Unauthenticated IR-Exclusions
An unauthenticated user can obtain IR-exclusions by sending a request to the registration endpoint. These are not detection or prevention exclusions, but rather files and folders excluded from automated or manual IR actions. The organization ID required for this request can be read by any user from the registry.
General Agent Configuration
An unauthenticated request to https://[location-specific-host]/edr/commands/cnc returns an 8MB file of configuration data. While the data does not appear to be tenant-specific, it could provide useful information about detection rules and exclusions. It is unclear how exactly this data is used by the agent, but it contains various configurations:
This includes configurations such as RegistryMonitoringConfiguration, DriverReadWriteAccessProcessList, DriverReadOnlyOpenProcessList, ASR-data, and other information that could be valuable to an attacker.
NOTEDepending on the
cncBitmask, it returns different data
Enumeration done by DFE (InvestigationPackage)

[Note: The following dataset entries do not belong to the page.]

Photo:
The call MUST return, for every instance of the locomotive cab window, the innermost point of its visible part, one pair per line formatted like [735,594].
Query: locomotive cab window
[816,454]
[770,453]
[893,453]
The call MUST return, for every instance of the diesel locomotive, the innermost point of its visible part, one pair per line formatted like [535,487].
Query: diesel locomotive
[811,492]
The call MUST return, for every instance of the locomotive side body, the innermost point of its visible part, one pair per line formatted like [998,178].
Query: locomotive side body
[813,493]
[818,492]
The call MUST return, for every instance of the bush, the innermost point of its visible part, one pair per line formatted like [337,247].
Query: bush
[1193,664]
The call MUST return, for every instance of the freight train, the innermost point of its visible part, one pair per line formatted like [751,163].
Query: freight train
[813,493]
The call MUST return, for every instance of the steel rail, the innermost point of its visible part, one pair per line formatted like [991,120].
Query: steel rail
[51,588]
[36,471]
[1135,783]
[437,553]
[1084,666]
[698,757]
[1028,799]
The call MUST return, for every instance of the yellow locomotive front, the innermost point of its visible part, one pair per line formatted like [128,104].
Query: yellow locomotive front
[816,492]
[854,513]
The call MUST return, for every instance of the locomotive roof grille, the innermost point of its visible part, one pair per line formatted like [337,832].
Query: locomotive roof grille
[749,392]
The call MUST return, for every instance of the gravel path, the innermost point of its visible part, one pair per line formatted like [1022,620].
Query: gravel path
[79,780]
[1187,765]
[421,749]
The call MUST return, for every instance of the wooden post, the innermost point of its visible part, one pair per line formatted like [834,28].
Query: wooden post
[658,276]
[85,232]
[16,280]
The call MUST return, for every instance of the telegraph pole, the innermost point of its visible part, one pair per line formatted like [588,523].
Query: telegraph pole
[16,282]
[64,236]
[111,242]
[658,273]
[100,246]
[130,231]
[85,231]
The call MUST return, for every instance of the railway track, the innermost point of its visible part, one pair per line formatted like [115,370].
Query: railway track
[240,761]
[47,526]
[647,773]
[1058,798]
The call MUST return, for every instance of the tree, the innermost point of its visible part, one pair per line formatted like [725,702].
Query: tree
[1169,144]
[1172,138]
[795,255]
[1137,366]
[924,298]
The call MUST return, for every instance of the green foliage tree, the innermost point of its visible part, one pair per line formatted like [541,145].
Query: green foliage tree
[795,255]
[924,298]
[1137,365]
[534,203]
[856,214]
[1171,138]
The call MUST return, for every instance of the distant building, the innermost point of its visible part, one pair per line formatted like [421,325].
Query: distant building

If an investigation was previously triggered on a compromised host, the resulting data package might still be available on the filesystem, and it is readable by any user: 
It contains various types of information that are valuable for an attacke (e.g. Autoruns, installed programs, network connections, …) : 
Conclusion
These findings were straightforward to identify once the web traffic was intercepted. This demonstrates that simple vulnerabilities can remain undiscovered for years in components that are difficult to analyze.
I disagree with MSRC’s assessment that these findings do not warrant remediation. The ability for an unauthenticated attacker to impede the incident response process post-breach should be addressed. Furthermore, the risk of security analysts being targeted with malicious files via investigation packages is significant. The agent uses three different types of authentication tokens, yet all of them are either ignored by the backend or obtainable without any real authentication.